11月のヴェネチアでのことだった。イカ墨パスタを食べて満足した私は夜10時頃、サンマルコ広場で運河の向こうの島にあるユースホステルに帰るため、水上バスを待っていた。2,3メートル離れたところに同い年くらいと思われる男性が立っていた。ふたり、言葉を交わすことなく佇んでいたが、一人旅に寂しさを覚えていたのか私は “Boat is not coming…is it?”と声をかけた。彼も私に気付いており、同じ心境だったのか “No it’s not…where are you staying?” と返して来た。同じホテルに向かっていることが分かると、その一人旅の間、他の国、都市、電車の中で出会った人たちと同じように私たちは打ち解けた。

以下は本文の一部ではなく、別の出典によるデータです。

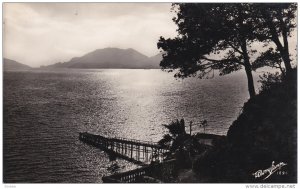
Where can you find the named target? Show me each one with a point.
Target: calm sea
(45, 110)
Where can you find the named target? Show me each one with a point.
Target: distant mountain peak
(111, 57)
(10, 65)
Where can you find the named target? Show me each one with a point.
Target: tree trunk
(283, 50)
(248, 69)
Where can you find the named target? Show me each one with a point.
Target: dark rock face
(264, 135)
(266, 131)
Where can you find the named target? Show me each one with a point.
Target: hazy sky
(45, 33)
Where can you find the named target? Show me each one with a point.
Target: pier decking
(137, 151)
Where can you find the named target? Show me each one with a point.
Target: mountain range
(11, 65)
(112, 58)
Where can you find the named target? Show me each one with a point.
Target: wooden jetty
(137, 151)
(158, 172)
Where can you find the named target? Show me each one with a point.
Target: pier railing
(133, 150)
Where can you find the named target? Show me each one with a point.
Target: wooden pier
(158, 172)
(137, 151)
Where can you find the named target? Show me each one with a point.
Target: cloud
(44, 33)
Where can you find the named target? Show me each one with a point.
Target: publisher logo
(270, 171)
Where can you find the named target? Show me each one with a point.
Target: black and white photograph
(149, 92)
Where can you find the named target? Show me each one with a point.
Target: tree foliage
(218, 36)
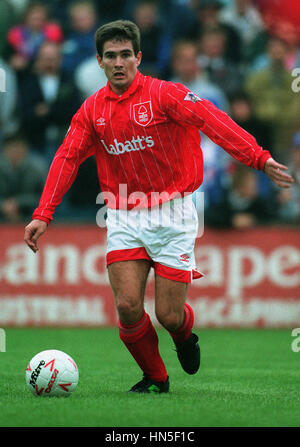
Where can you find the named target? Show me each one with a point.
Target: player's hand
(33, 231)
(277, 173)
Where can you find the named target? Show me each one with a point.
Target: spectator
(79, 44)
(26, 38)
(8, 100)
(156, 43)
(212, 58)
(241, 207)
(273, 99)
(246, 20)
(48, 100)
(241, 111)
(208, 18)
(7, 20)
(185, 69)
(22, 177)
(291, 58)
(289, 200)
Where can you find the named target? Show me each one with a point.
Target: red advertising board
(252, 279)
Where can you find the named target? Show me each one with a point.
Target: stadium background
(245, 63)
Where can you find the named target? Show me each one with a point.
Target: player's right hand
(33, 231)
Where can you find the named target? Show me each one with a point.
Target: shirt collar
(131, 89)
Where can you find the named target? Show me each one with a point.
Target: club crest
(142, 113)
(192, 97)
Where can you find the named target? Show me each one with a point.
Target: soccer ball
(52, 373)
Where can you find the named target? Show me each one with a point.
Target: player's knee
(170, 320)
(128, 308)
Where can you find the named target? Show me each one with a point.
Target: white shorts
(164, 235)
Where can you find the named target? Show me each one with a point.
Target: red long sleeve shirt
(146, 139)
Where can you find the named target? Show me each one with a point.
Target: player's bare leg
(177, 317)
(128, 281)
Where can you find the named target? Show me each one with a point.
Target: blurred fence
(252, 279)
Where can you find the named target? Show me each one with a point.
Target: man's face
(119, 63)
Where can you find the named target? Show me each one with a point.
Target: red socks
(142, 342)
(185, 329)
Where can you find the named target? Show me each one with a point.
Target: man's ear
(139, 58)
(99, 61)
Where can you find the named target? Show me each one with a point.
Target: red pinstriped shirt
(147, 140)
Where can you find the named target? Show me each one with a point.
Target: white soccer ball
(52, 373)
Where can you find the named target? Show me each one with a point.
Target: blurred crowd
(219, 49)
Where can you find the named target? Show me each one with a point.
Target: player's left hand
(277, 173)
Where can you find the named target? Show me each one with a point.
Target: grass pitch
(247, 378)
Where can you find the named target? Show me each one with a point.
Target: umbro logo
(100, 122)
(184, 258)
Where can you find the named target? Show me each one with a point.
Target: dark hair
(118, 30)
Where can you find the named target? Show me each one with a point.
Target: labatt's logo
(135, 144)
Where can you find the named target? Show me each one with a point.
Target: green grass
(248, 378)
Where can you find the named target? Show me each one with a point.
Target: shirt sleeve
(77, 146)
(185, 107)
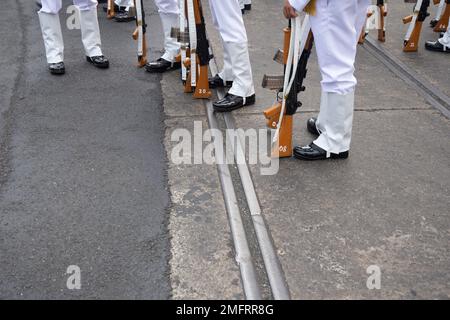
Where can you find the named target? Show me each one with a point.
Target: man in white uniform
(53, 39)
(169, 14)
(442, 44)
(336, 27)
(236, 72)
(245, 5)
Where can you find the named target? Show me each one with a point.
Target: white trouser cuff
(90, 32)
(226, 74)
(445, 40)
(241, 67)
(171, 46)
(335, 122)
(52, 35)
(299, 5)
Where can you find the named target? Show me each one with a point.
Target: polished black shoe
(311, 126)
(231, 102)
(124, 16)
(436, 46)
(99, 61)
(57, 68)
(313, 152)
(116, 8)
(162, 65)
(217, 82)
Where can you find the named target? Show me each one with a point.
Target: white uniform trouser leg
(169, 13)
(445, 40)
(124, 3)
(336, 29)
(51, 28)
(227, 71)
(90, 31)
(227, 18)
(242, 3)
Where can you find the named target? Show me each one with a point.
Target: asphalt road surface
(82, 166)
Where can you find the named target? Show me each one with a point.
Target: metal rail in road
(278, 285)
(433, 95)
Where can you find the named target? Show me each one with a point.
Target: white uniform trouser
(169, 14)
(336, 27)
(242, 3)
(51, 28)
(445, 40)
(227, 18)
(124, 3)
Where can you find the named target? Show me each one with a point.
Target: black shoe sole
(100, 66)
(229, 84)
(57, 72)
(175, 66)
(120, 20)
(333, 156)
(436, 49)
(312, 129)
(249, 101)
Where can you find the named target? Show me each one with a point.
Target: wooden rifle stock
(411, 42)
(382, 22)
(200, 68)
(140, 32)
(442, 23)
(110, 12)
(283, 147)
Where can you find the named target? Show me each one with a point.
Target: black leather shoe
(116, 8)
(217, 82)
(99, 61)
(231, 102)
(124, 16)
(311, 126)
(436, 46)
(57, 68)
(313, 152)
(162, 65)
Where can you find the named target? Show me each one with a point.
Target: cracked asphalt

どの出会いもそうだったが、別にふたりで行動していても同じ絵や建物に感動して意見交換するわけではなく、仕事はなにしているのか?彼女はいるのか?というような、観光とは全く関係のない話に終始するのが常だった。ヴェネチアの路地をふたりブラブラと歩いている途中、たまたま見つけたインターネットカフェで彼がHotmailを打つというので興味本位で私もHotmailアカウントを作成してもらった。彼は私より3つ上、28歳の独身だったが、私がフランスへ着いた頃、私のHotmailアカウントに「彼女が出来た!」と彼からメールが入っていた。 “Traitor!” というタイトルでの私の返信メールが、それから一年も経たないうちに彼の結婚式に招待され、イギリスから夫婦で日本に遊びに来てくれ、ふたりに3歳と1歳の子供が生まれた後、初めての家族旅行に同行するほどの仲になったPaulというイギリス人との20年以上に及ぶ友情の始まりになるとは当時の私は知る由もなかった。
結婚式の披露宴では新郎新婦と同じテーブルに私の席を設けてもてなしてくれた。「日本からスペシャルゲストが来てくれている」と新婦のお父さんがスピーチで私を紹介してくれ、拍手がおこった時は照れくさかったが嬉しかった。

彼らがアメリカへの旅行途中に日本に寄ってくれたのは私がちょうどイデア・インスティテュートに入社した年の夏だった。夏季休暇中にふたりを迎えたが、初めて私の両親を紹介した時、夫婦揃って両親に合掌して頭を下げていたのは印象的だった。彼らなりに一生懸命礼を尽くそうとしてくれたのだろうが日本の挨拶の仕方なんて知られてないのだろう。3人で真夏の京都に行ったが「いらしゃいませ~」という店員さんの声は歌のようだと感心し、出てくる料理の繊細さに驚いていた。数年後、コーンウォールの家族旅行に同行したのが実際に会った最後だが、出会ってから約20年、クリスマスの時期に彼はイギリスのスイーツやスナックを送ってくれ、私は日本から歌舞伎揚やソフトサラダ、揚げ餅塩せんべいなどをたくさん送っている。お互いに一度も欠かしたことはない習慣。

コロナが収束したらまずはイギリスに行って顔を見たい。
ヴェネチアで出会った旅人ふたりの関係は日本とイギリスの距離とは関係なく一生涯続くと信じたい。